I won't, as I said, say what caused the schism, but I will tell you one thing I didn't agree with this pastor about it. There are Scripture passages that argue against his view.
There was something else.  He didn't believe any non-believers should be in the church (with a small c, that is his church building and service). He taught church was an exclusive club for believers only. He didn't believe the church should waste a moment on evangelism. He taught that allowing the lost to come to church was detrimental to the saved Christians there.
Once upon a time I was lost and went into a church. If they had made me unwelcome in their house because I was lost, who knows, perhaps I would still be lost. I believe one of the purposes of the church (with a small c) is to be a bridge to the lost, to help them learn the truth and to come to know the Lord and join the Church (with a capital C). When the time comes, the Lord will separate the sheep from the goats, not I or you or some minister. I believe our duty as believers is to try to gather more sheep.
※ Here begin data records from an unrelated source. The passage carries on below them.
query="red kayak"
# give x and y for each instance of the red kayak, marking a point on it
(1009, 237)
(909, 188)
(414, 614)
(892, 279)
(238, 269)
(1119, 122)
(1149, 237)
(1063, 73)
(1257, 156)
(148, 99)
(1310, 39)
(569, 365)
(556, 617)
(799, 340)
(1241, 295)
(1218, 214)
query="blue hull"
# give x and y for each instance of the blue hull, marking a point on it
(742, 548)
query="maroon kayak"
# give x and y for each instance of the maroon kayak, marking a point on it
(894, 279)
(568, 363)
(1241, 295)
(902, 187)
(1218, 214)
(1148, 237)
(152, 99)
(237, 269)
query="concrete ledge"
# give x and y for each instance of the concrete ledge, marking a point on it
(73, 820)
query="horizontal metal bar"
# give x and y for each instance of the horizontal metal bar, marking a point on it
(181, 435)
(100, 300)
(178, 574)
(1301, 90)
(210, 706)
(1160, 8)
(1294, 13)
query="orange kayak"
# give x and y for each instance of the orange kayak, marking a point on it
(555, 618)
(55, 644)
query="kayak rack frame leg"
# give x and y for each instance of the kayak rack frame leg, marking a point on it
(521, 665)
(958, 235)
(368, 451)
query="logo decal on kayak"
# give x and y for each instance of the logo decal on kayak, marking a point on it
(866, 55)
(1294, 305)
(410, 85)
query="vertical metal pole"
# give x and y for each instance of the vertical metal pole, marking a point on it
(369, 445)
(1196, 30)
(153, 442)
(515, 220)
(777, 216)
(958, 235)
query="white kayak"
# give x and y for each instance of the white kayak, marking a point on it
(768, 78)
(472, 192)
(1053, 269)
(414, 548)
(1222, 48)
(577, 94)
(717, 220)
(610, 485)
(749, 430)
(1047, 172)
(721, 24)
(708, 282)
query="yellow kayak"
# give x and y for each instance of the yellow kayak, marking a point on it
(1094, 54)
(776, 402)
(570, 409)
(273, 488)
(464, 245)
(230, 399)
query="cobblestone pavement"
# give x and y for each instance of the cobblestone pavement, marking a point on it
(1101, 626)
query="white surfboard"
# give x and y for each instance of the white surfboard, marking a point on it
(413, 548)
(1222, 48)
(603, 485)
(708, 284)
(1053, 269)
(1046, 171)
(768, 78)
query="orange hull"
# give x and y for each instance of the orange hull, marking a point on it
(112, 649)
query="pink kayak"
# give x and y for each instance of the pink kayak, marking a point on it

I admit to being angry after that night when I found myself cast aside and labeled a goat. But then I realized it was a good thing. Not for that church, because a year later that minister and his associate minister were gone and that church went without a pastor for almost two years, its numbers shrinking and its former members flung far and wide in other churches.


But why was this a good thing for me?
Because I realized I was becoming an invisible man. I was fading away as a "salty" Christian as much as the photograph accompanying this post. It was a wake up call that I needed to heed or I was in danger of becoming a goat after all.